Drone Integration – Part 2: The Tea and The Horse

The faint smell of mint tracing its way through the ship’s ventilation system would announce to everyone when Hubert took tea breaks. It was a calming and soothing aroma. He loved his mint tea and made sure there was always a supply onboard.

To prevent anyone else from taking his precious mint tea leaves he would hide them behind spare parts in one cupboard in the maintenance bay, which he thought no-one knew about. Of course everyone actually knew. The love of mint tea never spread to the other crew so his tea leaves remained quite safe.

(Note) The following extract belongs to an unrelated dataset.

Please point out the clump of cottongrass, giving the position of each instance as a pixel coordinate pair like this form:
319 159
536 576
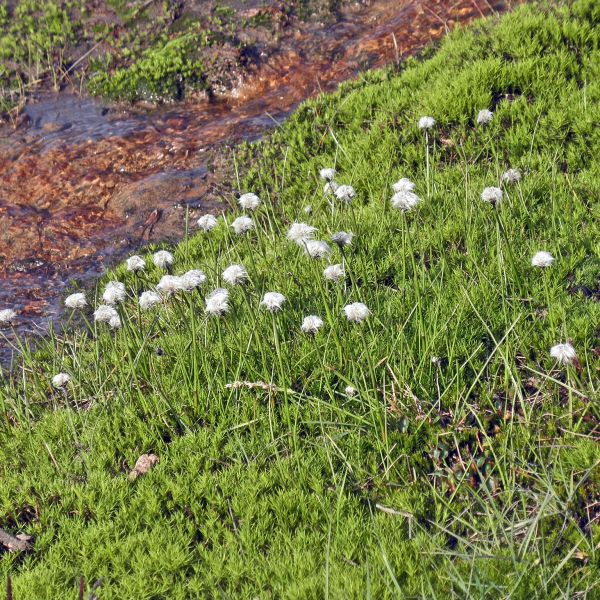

Hubert was well respected amongst the crew and myself, and it was not only because of his engineering abilities. He would make sure to greet everyone he passed on the ship. And we never even once saw him lose his temper or shout. He always seemed calm, dignified and composed.

In fact I can only recall 2 occasions where he lost his composure.

Many years ago there was a party to thank the crew for their hard work. The party was held in the maintenance bay because it had plenty of space and was empty except for one powered down drone that was due for repairs.

Everyone had a good time and Hubert tried a few drinks he had never had before. The next thing I knew he was sitting on top of the large drone and yelling “I’m on a dragon flying through the sky! Yee-haw! Breathe fire! I’m unstoppable!”

This carried on for a few minutes. Then he started stripping. A few people that also had a little too much to drink shouted, “Do it! Do it!” egging him on. I heard a few giggles and shrieks from ladies that were part of the crew.

I was able to stop him just before he pulled down his underpants. Somehow I managed to calm him down and got him to dismount “his dragon.” Myself and two other crew members took him to the crew’s quarters and had him sleep it off. We did not ever talk about the incident, but I still silently giggle whenever I picture him riding the drone like horse.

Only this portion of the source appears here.